Un ton plus intime et réaliste
Le choix de proposer un film plus modeste tient à une volonté claire de reconnecter Spider-Man à ce qui a toujours fait sa force : sa proximité avec les gens. Aussi puissant soit-il, Peter Parker reste un type qui galère pour payer son loyer, jongle entre deux jobs, et traverse des deuils sans lever les yeux vers l’espace.
Le film s’appuie sur des décors réels, renoue avec les ruelles crades du Queens, et privilégie les cascades pratiques aux fonds verts tapageurs. Visuellement, cela laissera peut-être moins de place aux grands moments de bravoure cosmique, mais le réalisme des affrontements et la tension dramatique devraient gagner en intensité.
Même si des rumeurs évoquent brièvement des apparitions de personnages comme Hulk ou le Punisher, tout laisse à penser qu’ils resteront à la périphérie. Pas question ici de croiser Thor dans une ruelle ou de faire un clin d’œil à un autre univers. Le réalisateur souhaite raconter une histoire simple : celle d’un type courageux, isolé, et profondément humain.
Une nouvelle étape pour Tom Holland
Tom Holland a lui aussi évoqué un changement de ton dans sa manière d’aborder le rôle. Lors d’entretiens, il a confié que remettre le costume cette fois « semble différent« , comme si le personnage renaissait sous une autre forme. Il faut dire que jusqu’ici, son interprétation avait souvent été conditionnée par la place de Spider-Man dans une mécanique bien huilée du MCU.
Cette fois, il s’agit pour l’acteur de porter le film quasiment seul, sans appui d’autres figures iconiques. Un vrai défi, mais aussi une chance de proposer un Peter Parker plus nuancé, plus adulte peut-être, où le poids des choix et des pertes aura un véritable impact.
En cela, Brand New Day pourrait ressembler autant à une suite spirituelle des précédents films qu’à un nouveau départ total. Le film semble incarner ce que Spider-Man n’aurait peut-être jamais dû quitter : le quotidien d’un jeune homme ordinaire, avec des responsabilités extraordinaires.
Ce que les fans peuvent espérer
Pour les fans de la première heure comme pour ceux qui ont découvert le tisseur avec le MCU, Brand New Day représente une porte d’entrée vers un Spider-Man plus accessible, plus humain, et plus crédible.
On peut espérer :
- Un antagoniste concret, loin des menaces cosmiques
- Des relations humaines approfondies (avec May, MJ, ou de nouveaux visages)

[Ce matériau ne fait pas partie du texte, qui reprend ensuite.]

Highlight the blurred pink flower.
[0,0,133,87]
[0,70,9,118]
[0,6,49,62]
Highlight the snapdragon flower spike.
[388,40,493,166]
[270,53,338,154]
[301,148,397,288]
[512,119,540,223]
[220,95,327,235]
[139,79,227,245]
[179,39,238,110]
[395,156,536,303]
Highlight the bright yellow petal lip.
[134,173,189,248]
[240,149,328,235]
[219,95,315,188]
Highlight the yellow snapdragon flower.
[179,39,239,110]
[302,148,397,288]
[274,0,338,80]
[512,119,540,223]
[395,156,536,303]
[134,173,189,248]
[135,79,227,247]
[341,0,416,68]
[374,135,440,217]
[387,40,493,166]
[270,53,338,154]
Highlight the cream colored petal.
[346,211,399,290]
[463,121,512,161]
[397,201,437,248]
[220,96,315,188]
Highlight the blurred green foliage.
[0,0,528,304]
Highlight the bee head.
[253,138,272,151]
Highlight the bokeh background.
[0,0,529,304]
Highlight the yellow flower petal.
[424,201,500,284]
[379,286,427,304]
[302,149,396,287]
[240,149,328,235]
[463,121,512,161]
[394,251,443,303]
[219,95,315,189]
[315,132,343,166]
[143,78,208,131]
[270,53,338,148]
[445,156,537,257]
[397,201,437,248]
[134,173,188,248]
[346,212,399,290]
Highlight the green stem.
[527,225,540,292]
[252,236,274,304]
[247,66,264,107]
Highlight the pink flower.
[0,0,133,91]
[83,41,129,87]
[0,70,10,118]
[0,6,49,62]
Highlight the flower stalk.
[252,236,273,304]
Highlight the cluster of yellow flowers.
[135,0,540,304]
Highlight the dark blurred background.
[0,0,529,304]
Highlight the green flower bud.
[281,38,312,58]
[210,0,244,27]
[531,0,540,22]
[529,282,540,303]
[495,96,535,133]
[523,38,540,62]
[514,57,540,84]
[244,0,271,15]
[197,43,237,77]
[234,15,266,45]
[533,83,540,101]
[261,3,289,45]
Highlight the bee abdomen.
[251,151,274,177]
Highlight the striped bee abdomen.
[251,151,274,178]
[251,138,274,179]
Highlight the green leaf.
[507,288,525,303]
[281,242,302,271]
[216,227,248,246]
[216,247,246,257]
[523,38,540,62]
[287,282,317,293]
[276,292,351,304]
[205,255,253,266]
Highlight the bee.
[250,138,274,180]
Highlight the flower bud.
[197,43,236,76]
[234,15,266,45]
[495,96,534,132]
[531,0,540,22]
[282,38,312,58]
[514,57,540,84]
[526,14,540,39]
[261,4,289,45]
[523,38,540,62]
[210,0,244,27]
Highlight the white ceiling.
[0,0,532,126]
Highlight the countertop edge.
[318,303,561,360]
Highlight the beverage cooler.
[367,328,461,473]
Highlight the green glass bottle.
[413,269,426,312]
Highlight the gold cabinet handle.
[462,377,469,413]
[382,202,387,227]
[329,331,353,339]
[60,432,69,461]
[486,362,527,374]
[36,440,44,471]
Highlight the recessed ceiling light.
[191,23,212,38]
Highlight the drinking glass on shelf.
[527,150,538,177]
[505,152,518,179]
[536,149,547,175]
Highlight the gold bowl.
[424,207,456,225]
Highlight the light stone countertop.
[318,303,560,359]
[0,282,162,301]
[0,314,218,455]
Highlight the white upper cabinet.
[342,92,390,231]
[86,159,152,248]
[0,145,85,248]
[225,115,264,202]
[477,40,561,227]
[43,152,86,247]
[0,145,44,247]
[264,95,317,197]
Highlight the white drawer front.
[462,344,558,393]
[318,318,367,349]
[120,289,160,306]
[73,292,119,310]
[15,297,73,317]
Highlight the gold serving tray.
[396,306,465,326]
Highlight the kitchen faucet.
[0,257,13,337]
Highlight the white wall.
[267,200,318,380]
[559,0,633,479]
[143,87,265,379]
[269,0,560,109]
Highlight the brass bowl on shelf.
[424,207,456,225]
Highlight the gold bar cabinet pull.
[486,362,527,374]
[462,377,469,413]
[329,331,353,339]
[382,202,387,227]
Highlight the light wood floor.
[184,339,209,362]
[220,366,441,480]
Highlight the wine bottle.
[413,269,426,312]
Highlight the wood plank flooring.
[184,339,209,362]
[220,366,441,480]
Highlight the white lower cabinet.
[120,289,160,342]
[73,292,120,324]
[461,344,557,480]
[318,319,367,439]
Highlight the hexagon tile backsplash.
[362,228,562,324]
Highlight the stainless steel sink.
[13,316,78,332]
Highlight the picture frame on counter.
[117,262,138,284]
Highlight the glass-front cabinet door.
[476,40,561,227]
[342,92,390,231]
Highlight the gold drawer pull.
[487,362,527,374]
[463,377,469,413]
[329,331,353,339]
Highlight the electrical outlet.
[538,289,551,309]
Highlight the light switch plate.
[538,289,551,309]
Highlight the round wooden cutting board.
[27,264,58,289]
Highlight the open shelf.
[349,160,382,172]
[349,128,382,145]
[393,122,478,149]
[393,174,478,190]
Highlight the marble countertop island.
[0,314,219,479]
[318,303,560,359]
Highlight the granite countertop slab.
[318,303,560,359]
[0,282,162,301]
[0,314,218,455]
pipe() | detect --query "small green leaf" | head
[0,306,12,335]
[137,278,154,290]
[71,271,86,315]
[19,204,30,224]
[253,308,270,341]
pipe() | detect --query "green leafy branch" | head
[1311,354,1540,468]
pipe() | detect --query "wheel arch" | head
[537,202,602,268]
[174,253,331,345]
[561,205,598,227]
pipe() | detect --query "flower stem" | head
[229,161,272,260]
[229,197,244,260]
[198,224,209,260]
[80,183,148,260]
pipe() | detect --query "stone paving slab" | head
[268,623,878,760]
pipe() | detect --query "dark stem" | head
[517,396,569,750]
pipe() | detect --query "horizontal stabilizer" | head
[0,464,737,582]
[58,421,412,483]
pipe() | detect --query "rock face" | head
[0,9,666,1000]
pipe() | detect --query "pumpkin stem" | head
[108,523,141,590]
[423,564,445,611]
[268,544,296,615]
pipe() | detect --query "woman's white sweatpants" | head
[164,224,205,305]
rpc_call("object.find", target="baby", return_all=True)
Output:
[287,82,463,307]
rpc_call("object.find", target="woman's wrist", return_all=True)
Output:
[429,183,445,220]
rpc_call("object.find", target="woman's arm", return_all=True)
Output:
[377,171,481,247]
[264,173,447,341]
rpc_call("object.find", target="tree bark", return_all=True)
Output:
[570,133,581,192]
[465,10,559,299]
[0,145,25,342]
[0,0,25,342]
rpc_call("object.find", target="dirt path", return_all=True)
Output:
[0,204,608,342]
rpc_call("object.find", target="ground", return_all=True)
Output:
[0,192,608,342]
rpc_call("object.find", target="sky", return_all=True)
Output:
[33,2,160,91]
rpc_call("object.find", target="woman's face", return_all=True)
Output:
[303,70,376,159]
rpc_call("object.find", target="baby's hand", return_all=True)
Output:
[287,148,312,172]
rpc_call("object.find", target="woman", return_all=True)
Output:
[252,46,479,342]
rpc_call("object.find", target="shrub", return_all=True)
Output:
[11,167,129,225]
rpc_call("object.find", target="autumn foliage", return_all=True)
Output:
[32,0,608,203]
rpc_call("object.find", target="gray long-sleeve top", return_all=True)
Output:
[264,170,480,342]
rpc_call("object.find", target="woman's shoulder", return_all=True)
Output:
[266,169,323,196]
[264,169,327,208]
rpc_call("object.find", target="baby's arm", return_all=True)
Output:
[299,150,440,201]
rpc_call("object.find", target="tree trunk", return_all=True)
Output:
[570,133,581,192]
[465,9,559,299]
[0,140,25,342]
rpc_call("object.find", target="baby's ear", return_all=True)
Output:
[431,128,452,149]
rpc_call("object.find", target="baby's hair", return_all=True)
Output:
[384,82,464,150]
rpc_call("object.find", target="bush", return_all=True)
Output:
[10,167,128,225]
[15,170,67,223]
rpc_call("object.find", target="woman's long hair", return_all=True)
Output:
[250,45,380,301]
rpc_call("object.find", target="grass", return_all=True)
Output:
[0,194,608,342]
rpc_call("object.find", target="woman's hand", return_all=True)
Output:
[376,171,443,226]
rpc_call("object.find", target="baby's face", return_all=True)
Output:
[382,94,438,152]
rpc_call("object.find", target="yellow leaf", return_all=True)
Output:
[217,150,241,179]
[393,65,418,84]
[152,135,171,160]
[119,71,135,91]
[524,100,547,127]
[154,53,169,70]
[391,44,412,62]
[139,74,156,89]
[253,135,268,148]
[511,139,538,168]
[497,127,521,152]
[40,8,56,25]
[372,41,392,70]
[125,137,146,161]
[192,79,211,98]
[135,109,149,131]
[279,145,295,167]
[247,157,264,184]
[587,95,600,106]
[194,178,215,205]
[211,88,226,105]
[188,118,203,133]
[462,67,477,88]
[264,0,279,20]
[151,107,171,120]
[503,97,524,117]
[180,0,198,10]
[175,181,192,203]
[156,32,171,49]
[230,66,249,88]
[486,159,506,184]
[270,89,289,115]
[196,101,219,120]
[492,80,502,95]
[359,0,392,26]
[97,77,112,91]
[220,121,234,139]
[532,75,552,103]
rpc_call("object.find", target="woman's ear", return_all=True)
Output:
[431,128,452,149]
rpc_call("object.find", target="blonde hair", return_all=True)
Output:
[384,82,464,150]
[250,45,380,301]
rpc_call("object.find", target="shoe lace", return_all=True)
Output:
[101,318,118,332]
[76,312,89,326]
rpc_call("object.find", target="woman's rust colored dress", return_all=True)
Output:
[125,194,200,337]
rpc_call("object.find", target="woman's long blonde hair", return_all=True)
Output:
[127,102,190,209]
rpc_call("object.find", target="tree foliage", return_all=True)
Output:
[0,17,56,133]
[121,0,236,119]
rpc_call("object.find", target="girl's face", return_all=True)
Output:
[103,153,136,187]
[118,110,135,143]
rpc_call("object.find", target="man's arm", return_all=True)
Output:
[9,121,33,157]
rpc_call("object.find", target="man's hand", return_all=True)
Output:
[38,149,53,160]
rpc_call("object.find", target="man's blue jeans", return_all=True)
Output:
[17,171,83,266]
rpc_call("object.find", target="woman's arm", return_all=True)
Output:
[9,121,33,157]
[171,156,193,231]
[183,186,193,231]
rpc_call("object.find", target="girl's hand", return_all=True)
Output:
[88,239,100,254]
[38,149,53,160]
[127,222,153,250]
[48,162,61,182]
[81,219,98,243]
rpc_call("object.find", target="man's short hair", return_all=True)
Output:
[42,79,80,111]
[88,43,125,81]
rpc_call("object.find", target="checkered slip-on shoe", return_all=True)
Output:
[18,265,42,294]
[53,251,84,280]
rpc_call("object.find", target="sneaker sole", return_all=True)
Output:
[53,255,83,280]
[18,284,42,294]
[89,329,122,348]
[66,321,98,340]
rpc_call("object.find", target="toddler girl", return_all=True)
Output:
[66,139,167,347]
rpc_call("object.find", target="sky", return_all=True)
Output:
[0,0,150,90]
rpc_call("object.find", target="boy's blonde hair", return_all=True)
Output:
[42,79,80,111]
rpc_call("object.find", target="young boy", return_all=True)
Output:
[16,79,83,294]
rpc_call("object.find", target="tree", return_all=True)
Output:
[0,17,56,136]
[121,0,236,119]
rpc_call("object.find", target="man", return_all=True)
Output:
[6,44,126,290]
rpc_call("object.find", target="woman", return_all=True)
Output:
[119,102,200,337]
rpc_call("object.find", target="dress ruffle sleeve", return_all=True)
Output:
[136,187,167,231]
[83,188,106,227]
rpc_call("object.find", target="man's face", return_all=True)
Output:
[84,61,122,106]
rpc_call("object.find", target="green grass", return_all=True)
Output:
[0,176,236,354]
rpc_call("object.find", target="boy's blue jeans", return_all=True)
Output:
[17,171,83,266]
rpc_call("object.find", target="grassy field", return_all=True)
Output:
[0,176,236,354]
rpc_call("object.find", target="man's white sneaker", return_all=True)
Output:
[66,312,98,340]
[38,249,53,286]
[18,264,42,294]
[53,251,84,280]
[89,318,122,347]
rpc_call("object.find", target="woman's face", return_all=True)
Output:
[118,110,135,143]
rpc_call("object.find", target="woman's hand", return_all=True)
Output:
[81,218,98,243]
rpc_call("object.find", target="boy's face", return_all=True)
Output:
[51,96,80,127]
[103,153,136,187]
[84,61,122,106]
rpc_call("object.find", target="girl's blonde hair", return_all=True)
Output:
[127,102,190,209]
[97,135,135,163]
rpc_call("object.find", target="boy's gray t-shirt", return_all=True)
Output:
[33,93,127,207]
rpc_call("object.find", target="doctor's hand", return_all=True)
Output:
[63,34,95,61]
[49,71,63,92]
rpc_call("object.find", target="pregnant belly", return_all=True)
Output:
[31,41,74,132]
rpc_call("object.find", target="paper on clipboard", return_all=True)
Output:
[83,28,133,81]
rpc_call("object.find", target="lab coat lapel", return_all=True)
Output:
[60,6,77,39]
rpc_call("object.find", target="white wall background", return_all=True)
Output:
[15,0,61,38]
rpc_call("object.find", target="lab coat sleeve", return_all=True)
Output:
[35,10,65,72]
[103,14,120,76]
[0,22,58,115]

- Une mise en scène plus brute, plus ancrée
- Moins de fan service clinquant, plus de tension dramatique
Si le pari est tenu, ce Spider-Man pourrait bien renouer avec ce qui le rend unique dans le paysage des super-héros : sa capacité à rester touchant, même en plein vol. Quitte à devoir recoudre son costume entre deux factures.